Einiges deutet darauf hin, dass Unternehmen zunehmend die Wichtigkeit erkennen, weltweit die eigenen Compliance-Verfahren in Regionen zu optimieren, die mit einem hohen Risiko behaftet sind. Nach Beilegung der Bestechungsvorwürfe in China erklärte das Unternehmen Bristol-Myers Squibb, es habe seine für China geltenden Richtlinien geändert.10

Auch Glaxo Smith Kline versuchte, das potenzielle Bestechungsrisiko in China zu senken, indem Absatz und Vergütung von Mitarbeitern des Unternehmens entkoppelt wurden. Außerdem wurde die Zahlung von Referentenhonoraren an Ärzte eingestellt und auch die Spesen der Mitarbeiter werden nun sorgfältiger geprüft.

Vor Kurzem teilte Shannon Klinger, Chief Ethics and Compliance Officer von Novartis, in einem Interview mit, das Unternehmen plane „eine Wende von der Überwachung zum Coaching zu vollziehen". Eine eigene Compliance-Abteilung solle künftig „die lokalen Unternehmenseinheiten dabei unterstützen, die richtigen Entscheidungen zu treffen".11

Doch die Änderung der Richtlinien alleine kann keine vollständige Senkung der Compliance-Risiken bewirken. Wenn ein Unternehmen der Meinung ist, für eine Drittpartei bestehe nur ein geringes Bestechungs- und Korruptionsrisiko, kann eine einfache Due-Diligence-Prüfung ausreichend sein. Aber auch dann ist eine Recherche mit einer konventionellen Internetsuchmaschine möglicherweise unzureichend. So kann es sich nicht nur als schwierig erweisen, die gewonnenen Daten zu verifizieren. Wichtige Informationen können auch hinter Bezahlschranken (Paywalls) verborgen oder aufgrund von gesetzlichen Bestimmungen wie dem „Recht auf Vergessenwerden" in der Europäischen Union unzugänglich sein.

Wenn ein Unternehmen seine Tätigkeit auf andere Länder erstreckt oder auf Drittparteien in anderen Ländern angewiesen ist, besteht eine größere Notwendigkeit für erweiterte Due-Diligence-Prozesse, Dazu zählen auch Überprüfungen von Sanktionen, Listen politisch exponierter Personen (PEPs) und anderer Watchlists.

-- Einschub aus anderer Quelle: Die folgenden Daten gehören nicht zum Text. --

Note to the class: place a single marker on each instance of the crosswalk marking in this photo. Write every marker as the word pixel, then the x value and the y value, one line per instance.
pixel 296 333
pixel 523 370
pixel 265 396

Pharmaunternehmen, die neue Märkte erschließen, müssen erkennen, dass effektive Due-Diligence-Verfahren in Bezug auf Drittparteien ein strategischer Faktor zur Stärkung eines nachhaltigen Geschäftswachstums sind. Wird dies versäumt, entstehen – wie am Beispiel von Novartis und anderen Pharmaunternehmen zu erkennen – schwerwiegende Compliance-Defizite, die eine Rufschädigung und kostspielige rechtliche Konsequenzen nach sich ziehen können und sich damit auch nachteilig auf den Nettogewinn auswirken.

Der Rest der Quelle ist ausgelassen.